But merely thinking about playing guitar does not make you a better guitar player. How many people do we know who continually talk about the movie they want to make, the company they want to start, or the trip they want to take, yet never take even the smallest act towards that goal? Complacency is a disease of affluence: if our lives were worse perhaps we’d be desperate enough to take chances, since we’d be less afraid of what we have to lose.

Life is to be lived. To try, to reach, to stretch, to dance, and sure, yes, to cry and fail at times, but the avoidance of uncertainty is a denial of life itself.

Source: How to reinvent your life - by Scott Berkun

Do more.

I've caught myself on my phone watching a photography video or scrolling through watching beautiful photos made by others. I say I catch myself because what I am doing is learned habit. I've trained myself to use brainrot behavior to "zone out" during times when my brain cycles were focused on doing things for others.

These days, I am working hard to substitute these moments.

When I catch myself scrolling, I pause and put my phone away. I go to my journal and start writing.
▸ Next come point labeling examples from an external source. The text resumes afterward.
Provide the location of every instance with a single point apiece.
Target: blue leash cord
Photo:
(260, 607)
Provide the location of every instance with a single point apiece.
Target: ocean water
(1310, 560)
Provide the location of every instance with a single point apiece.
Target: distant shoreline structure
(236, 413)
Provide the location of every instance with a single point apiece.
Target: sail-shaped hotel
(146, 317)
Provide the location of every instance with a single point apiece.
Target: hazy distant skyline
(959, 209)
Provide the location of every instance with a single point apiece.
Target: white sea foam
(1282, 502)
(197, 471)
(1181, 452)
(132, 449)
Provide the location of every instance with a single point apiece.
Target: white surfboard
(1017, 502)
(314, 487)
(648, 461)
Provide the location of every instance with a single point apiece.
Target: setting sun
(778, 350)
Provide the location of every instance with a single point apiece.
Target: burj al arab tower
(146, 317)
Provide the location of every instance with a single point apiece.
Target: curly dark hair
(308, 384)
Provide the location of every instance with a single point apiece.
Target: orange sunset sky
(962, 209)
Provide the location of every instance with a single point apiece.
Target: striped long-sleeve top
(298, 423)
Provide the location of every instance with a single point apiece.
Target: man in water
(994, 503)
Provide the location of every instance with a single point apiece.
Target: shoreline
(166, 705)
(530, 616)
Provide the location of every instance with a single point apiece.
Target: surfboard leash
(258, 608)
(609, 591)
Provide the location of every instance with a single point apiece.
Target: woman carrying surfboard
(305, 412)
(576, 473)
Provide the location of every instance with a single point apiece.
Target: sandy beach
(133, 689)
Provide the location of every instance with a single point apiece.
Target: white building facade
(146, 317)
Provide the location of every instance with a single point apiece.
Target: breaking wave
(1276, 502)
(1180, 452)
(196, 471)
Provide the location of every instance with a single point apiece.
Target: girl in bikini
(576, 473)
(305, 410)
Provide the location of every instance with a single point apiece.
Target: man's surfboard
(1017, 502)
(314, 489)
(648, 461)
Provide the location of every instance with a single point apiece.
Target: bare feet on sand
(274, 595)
Anything.

When I catch myself scrolling through beautiful photos, I pause and put my phone away. I take my camera and start making pictures.

When I catch myself listening to podcasts, I pause and remove my earphones. I walk to my guitar and play a tune.

It's not easy to break your habits and form different ones. But, I am here to do my best.

P.S. "scrolling through beautiful photos" is painful to read. Instead of pausing and thinking about these photos made by another human, to find what makes it beautiful to me, how it is similar / different to the person who made it; think about the craft on how they must have composed and then captured, I scroll through beautiful photos #sigh

Note to self: Do more. It forces you to slow down and think.